Introduction

The Spanish Artists Dictionary (SAD) is a reference source created by scholars at the Frick Art Reference Library. Originally a print publication, the dictionary was formatted as a Filemaker database in the early 1990s and made available through the Frick’s online research portal. The database consists of 5,186 records describing Spanish artists; these records include information about artist name, alternate names, dates (birth, death, and/or activity), field of artistic endeavor, bibliographic references, and Frick Photoarchive holdings.

The data from SAD’s three Filemaker tables has been made available for this project as CSV files.

Visualizations

Artists and Exhibition Dates:

For our first set of visualizations, we wanted to work with artist dates. Ideally, the artist dates provided in SAD are birth and death dates. However, since such information is not always available, some start and end dates consist of a confirmed date of activity. For example, if the researchers who compiled SAD found an exhibition catalog mentioning the artist, in the absence of other information that exhibition date is used as the start or end date for the artist. Dates that are not birth or death dates are qualified with an abbreviation. For exhibition dates, the qualifier is “exh.”

To make these visualizations, we wrote a script that parsed through the original CSV data and looked through the “activity date qualifier” column (labeled OQN). It got rid of a square bracket character using a regular expression as a way to normalize the data. Then, it searched for rows in which the activity date qualifier was “exh.” and wrote a new CSV containing the artist’s name and the data from the activity year(s) column (OPRN). Finally, new rows were manually created (each year of activity given its own row) so that Tableau would properly understand the data as date ranges.

In the original CSV data, there were five uncertain dates (included a question mark) that we excluded from the data used for the visualizations.

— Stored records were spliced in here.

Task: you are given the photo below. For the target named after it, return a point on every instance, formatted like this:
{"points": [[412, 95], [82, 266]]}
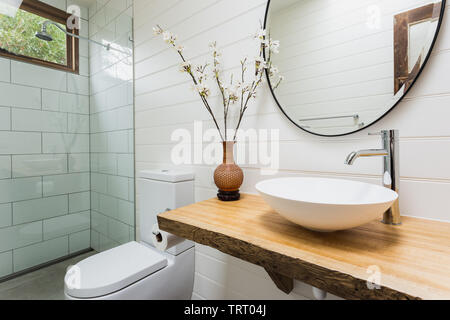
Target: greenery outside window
{"points": [[18, 41]]}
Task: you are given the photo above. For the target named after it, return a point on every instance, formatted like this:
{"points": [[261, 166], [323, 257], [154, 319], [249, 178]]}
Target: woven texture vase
{"points": [[228, 176]]}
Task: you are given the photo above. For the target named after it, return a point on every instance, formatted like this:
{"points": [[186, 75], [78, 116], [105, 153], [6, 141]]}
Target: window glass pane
{"points": [[17, 36]]}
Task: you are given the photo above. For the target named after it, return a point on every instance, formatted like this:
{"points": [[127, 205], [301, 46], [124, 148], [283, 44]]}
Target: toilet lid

Visualization #1: Displays all the artists whose activity dates were qualified with the term “exh." (exhibited). It shows the number of years an artist exhibited, organized in descending order. It is also interactive and can be searched by artist name and exhibition date.

Click for Interactive Version


Visualization #2: This visualization plots the exhibition years on a line graph. There is a noticeable spike in the number of artists exhibiting in 1944 and 1951. The bulk of the artists in the dataset exhibited around 1900.

Click for Interactive Version


Visualization #3: This visualization counts the number of years an artist exhibited. It clusters the artists by size and color. The darker the bubble, the more years an artist exhibited.

Click for Interactive Version


Gender of Artists in SAD:

To create the visualization, we wrote a script which parsed through the original CSV file, pulled out the columns that included the artists name and gender, and then wrote this data out into a new CSV. Afterwards, the CSV with the artists name and gender was imported into Tableau.

Click for Interactive Version


Name Matching

We also wrote a script to address a problem with linking from SAD records to the library catalog. From a SAD record, when a user clicks on one of the three links to a library catalog—the Frick’s library catalog (FRESCO), Arcade (the NYARC catalog), or Worldcat)—the search box that appears in the catalog is populated from a field in the Filemaker database labeled “LC Name.” However, many entries in SAD have incorrect or outdated names in the “LC Name” field, or they do not include a name in the “LC Name” field, in which case the name is populated from the main name field. This produces faulty results (i.e. Goya, Francisco, 1746-1828 not Goya, Francisco de, 1746-1828) (1181 vs. 2 hits in FRESCO).

To address this problem, the SAD_FrescoMatch.py script compares the main name entry in the SAD database with a list of Spanish names pulled from the library catalog’s subject heading list. A portion of the CSV version of the database (comprised of the 374 female artist names in SAD) was parsed using the CSV DictReader method. Each row of the CSV became a dictionary object. The token_set_ratio method was then used from FuzzyWuzzy, a string matching library for Python. The method breaks two strings (in this case artists’ names) into words and compares the degree of similarity between the two strings. A match was considered those results that achieved a .token_set_ratio above 90. 49 matches were found, including two false matches that probably resulted because of the presence of substrings (Romero López, José María, 1815-1880. matched falsely with López, María and Rodríguez de Losada, José María, 1826- 1896 matched falsely with Rodríguez, María. These matches were then inserted back into the Python dictionary rows to populate a new field called FRESCOSH. The updated data was written as a CSV file, which can now be uploaded back to the FileMaker database.